Using very large datasets

Sep 30, 2016 at 5:14 PM
Edited Sep 30, 2016 at 5:18 PM
I've been using the netDxf library for exporting propriatry data to dxf, and it really works amazing. The library helped me to stay away as far as possible from writing bare dxf codes ;-)

Now the next challenge: exporting very large datasets!
Exporting about 1 million records results in a OutOfMemoryException.
That is logical of course, because the whole document has to be constructed in-memory first, before it can be saved to a file.
Looking at the source, I think it might be possible to create another sort of DxfWriter that is capable of creating the file sequentially.

My questions are:
  • do others have the same experience with large dataset?
  • is there anyone who has a bright idea? I have, maybe not so bright, but any other input is welcome!
Oct 3, 2016 at 5:53 PM
With so little information is hard to know what is happening. I have run tests generating files with up to two million lines and I have not seen any problems. A file with a million entities is big but not that big, it should not cause any problems.

When and who is raising the OutOfMemoryException?

Are you working with a 32 or 64 bit system?

Does your problem only occurs when saving the file? Without more information, I think about two places that can raise an OutOfMemoryException for very big files, how I am storing the document handles and the way I am caching the text conversions during the saving process. Both of them could be easily fixable.

What is the content of your file? Perhaps the problem comes from some kind of combination of different DxfObjects.

Does your file contains Text or MText entities with lots of text, by any chance?

Have you tried saving your file with different versions? If you have not tried it, try to save your file as a AutoCad2010 version. If that version works the problem might be in the way I am caching the text conversions. Prior version requires that the non-ASCII characters of a text string to be encoded in a special way.

Oct 3, 2016 at 7:47 PM
Edited Oct 3, 2016 at 7:51 PM
Thank you for your info.

Sorry, I realize it's not a lot of information.
I just think that it is logical that eventually, the will be to much data in memory. So I thought it would be neat to write the dxf sequentially, without first building the whole DxfDocument. Though I understand that is difficult because of dependencies within the dxf...

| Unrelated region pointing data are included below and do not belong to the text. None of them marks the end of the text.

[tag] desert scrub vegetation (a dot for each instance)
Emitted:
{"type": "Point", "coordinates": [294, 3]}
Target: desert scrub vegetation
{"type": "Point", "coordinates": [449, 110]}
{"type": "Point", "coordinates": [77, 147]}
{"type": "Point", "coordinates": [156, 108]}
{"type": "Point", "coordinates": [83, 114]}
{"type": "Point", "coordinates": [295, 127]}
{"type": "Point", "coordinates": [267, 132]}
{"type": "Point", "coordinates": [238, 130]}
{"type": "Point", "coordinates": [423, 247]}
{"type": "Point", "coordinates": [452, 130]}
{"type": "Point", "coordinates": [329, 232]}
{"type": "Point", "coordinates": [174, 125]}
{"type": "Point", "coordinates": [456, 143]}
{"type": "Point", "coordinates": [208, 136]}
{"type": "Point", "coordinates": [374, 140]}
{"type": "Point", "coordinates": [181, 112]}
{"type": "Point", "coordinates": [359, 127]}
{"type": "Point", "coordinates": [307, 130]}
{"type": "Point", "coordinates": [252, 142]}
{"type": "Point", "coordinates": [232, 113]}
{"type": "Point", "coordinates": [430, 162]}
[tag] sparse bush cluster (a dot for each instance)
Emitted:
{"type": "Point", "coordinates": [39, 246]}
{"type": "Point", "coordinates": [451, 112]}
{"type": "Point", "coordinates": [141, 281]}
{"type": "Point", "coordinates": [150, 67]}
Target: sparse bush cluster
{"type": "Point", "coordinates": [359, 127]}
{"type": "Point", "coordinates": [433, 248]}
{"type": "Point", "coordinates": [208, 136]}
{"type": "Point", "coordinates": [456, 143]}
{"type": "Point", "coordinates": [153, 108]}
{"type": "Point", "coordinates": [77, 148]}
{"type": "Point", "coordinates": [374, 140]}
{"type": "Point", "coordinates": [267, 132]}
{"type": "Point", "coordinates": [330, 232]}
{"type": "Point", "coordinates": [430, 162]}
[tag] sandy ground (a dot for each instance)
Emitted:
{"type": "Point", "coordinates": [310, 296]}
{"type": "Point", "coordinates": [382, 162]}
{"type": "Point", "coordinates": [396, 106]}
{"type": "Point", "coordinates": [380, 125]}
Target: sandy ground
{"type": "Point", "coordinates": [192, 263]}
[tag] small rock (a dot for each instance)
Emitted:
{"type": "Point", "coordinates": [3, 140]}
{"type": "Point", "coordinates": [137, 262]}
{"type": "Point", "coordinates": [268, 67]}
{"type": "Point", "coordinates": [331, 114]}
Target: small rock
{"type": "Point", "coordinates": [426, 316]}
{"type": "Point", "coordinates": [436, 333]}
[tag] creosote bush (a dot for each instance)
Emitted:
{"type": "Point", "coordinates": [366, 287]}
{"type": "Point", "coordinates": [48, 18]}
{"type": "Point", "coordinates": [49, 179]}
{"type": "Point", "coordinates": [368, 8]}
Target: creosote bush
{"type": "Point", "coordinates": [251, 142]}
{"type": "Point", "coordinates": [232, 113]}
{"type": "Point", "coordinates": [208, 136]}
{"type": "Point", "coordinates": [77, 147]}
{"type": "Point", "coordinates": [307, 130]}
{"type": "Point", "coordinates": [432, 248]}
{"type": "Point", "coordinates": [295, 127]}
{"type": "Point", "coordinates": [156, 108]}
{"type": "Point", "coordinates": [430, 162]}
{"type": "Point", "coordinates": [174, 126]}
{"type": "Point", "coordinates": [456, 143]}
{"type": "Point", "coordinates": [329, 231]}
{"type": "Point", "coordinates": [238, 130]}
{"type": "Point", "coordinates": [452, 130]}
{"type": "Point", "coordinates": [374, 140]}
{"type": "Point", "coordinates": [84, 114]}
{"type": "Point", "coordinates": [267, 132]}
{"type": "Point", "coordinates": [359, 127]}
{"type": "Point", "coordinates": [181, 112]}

The dotnet app is a simple console (at this moment), with targetFramework 4.0. The OS is windows 7 professional x64.
I did not check where the OutOfMemoryException occured: during building up the dxf, of during the save.
But what I saw was that the memory that is was used by the console, was rising, until about 1.2GB+.
The entities that were used are just polygons, not texts. So using another version will not make much difference, I think.

But besides all this: I think it would be great that the dxf file is written without first building it. (Not hindered by knowledge and the impossibilities....)

For a POC, I added a public delegate property to the DxfWriter. This delegate is called when the entities are being written.
And I added a "appendEntity" method, that uses the ICodeValueWriter to write entities to the stream.

The delegate function (outside the DxfWriter) creates a new entity and uses "appendEntity" to get it written.
Of course, as you will know already, this doesn't work. One problem is that the entity doesn't have an owner.
But when I fixed that, some other dxf dependency was missing. Don't know what exactly, but the dxf would not open in AutoCAD anymore...

Besides that, I've been refactoring a bit, so that the Save method is not 1 big method, but uses the new DxfClassesSectionWriter, DxfHeaderSectionWriter, etc.
Oct 5, 2016 at 11:26 AM
It is not possible to do what you suggest with the current implementation, bear in mind that the data of a DxfDocument can be build not only by manually generating its contents, but also it can come from an external dxf that you are able to edit and then save the new version, therefore the whole document must be fully loaded into memory.

The information the entities is spread across the different sections of the dxf, some of that data must be defined before the actual entities section while other is define after, so is not that straightforward to write information about entities. It is not like you can write your information in the entities section and be done with it, without taken care that you also have to write information in other places before and after the actual definition of the entity.

Since you are working with polygons, what entity are you using LwPolylies or Polylines? If your polygons are flat, always use the LwPolylines they are a lot more memory efficient. I run a couple more test creating a document with a million polygons with ten vertexes each, in any of both cases I haven't found any issues, besides the obvious slowdown. The LwPolyline case generated a file of 630MB while the Polygon case was 1.55GB.